En su acostumbrado sistema dialéctico, el filósofo griego distingue las diferencias entre Dios, como el sumo creador, el sumo poeta por excelencia y el artífice manual, el cual utiliza a la naturaleza y lo que ésta le proporciona para crear cosas, como lo hacen así, por ejemplo, el carpintero, con la cama, el talabartero con las riendas, y el herrero con los frenos; entre Dios, el artífice y el pintor, este último que imita falsamente a la naturaleza con sus cuadros y, al igual que Homero, con su épica, que imitan el saber de los artesanos y de los artífices sin un conocimiento pleno de sus habilidades, estableciendo con ello la clase de los artistas de la bruma, no de la realidad. Fabricantes de la apariencia, imitadores de imágenes que no entienden nada de ser.

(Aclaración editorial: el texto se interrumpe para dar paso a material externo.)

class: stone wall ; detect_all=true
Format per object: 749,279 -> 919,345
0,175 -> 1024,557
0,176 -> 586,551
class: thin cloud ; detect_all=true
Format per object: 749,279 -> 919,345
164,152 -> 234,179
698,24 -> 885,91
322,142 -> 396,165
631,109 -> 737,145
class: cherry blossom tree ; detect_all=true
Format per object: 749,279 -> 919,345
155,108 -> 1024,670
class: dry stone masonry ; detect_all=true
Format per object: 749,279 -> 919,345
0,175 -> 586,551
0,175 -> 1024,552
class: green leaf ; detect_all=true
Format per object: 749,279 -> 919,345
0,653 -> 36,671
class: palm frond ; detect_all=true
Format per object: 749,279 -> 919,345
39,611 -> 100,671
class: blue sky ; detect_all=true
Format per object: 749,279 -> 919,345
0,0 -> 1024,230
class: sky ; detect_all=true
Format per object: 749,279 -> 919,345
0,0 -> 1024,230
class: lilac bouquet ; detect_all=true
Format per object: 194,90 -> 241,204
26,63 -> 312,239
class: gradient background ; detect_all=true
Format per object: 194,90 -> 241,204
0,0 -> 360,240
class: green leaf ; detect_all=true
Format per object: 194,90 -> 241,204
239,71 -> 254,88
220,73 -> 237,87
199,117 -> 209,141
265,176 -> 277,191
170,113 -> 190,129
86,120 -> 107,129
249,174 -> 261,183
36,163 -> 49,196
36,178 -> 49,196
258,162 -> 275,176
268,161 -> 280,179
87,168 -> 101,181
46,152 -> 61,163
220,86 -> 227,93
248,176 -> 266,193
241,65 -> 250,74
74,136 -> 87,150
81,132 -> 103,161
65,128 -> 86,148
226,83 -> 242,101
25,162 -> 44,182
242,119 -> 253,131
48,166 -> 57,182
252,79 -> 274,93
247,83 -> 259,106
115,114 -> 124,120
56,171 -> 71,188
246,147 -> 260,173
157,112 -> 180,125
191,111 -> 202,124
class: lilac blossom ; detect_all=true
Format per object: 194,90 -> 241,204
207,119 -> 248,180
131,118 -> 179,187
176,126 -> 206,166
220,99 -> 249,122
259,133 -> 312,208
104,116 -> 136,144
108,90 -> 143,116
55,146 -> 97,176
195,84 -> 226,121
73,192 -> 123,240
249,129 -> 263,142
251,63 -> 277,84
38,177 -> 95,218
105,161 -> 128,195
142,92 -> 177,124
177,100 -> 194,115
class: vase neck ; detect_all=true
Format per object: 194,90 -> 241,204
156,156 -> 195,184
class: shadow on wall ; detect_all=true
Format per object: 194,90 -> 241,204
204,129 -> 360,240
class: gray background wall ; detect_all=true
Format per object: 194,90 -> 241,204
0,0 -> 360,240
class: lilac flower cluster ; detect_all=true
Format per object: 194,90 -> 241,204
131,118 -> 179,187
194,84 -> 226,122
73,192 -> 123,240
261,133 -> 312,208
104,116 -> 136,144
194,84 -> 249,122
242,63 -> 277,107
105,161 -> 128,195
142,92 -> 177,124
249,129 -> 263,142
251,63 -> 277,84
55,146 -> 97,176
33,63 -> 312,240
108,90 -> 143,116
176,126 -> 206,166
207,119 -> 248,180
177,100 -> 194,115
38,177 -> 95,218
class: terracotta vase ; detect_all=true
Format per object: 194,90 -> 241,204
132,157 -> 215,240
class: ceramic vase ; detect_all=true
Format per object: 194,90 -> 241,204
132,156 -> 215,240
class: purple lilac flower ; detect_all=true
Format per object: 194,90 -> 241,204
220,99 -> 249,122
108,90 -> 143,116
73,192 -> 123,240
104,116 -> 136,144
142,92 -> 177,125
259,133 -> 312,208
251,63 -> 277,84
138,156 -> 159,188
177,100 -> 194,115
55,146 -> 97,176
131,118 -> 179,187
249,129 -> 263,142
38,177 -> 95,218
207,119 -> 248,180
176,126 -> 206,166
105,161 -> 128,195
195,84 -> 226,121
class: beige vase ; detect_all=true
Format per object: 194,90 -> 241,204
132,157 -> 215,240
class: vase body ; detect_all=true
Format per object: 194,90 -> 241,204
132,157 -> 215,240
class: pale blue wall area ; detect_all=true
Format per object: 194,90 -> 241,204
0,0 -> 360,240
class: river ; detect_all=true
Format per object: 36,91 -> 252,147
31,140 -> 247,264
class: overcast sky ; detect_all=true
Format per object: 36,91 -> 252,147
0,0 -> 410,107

Esto me recuerda tres cosas: que Fernando Pessoa alguna vez escribió una frase que resume esta idea platónica: que “El poeta es un fingidor”; que la poesía y la pintura siempre se han hermanado a través de la historia, de ahí que la comparación platónica inicie, antes de hablar del poeta Homero, con el análisis del cuadro de un pintor; y que René Magritte, un pintor contemporáneo, define también este concepto platónico de la apariencia, cuando elabora una cuadro titulado C´est ne pas une pipe, “Esto no es una pipa”, aludiendo, por supuesto a la mera representación del objeto, de la cosa, de la “res” en sí.
Según el concepto aparecido en el Diccionario de Filosofía, de Nicola Abbagnano[4], Platón no establece una distinción entre Arte y Ciencia. Es el Arte del razonamiento como la filosofía misma en su grado más alto: la dialéctica; el Arte de la poesía, aún cuando a ésta le sea indispensable una inspiración delirante; la política y la guerra, también; la medicina; el respeto y la justicia.
Platón clasifica el Arte en dos clases: el judicativo: mismo que consiste en conocer; y el imperativo, el cual consiste en dirigir, a base del conocimiento, una determinada actividad ordenada que se distingue de la naturaleza, mejor conocida como techné.
Como conclusión, la primera definición de arte es la que se saca en conclusión del concepto que aparece en el mismo diccionario de Nicola Abbagnano antes mencionado, en el que se afirma que Arte es toda actividad humana, ordenada, a través de un conjunto de reglas idóneas, que se distingue de la naturaleza, y que persigue la belleza, el placer y las representaciones como modos del conocimiento. El arte es la exaltación de lo cotidiano.
[1] El subrayado es mío.
[2] Diccionario de Filosofía de Nicola Abbagnano, Fondo de Cultura Económica, 6ª Reimpresión, 1987, México D.F., p. 452.
[3] Adolfo Sánchez Vázquez, editorial de la UNAM, 2ª Reimpresión, México, D. F., 1982, p.p.44-59.
[4] Fondo de Cultura Económica, México, D.F., 1987, 6ª Reimpresión, p.p. 100-102.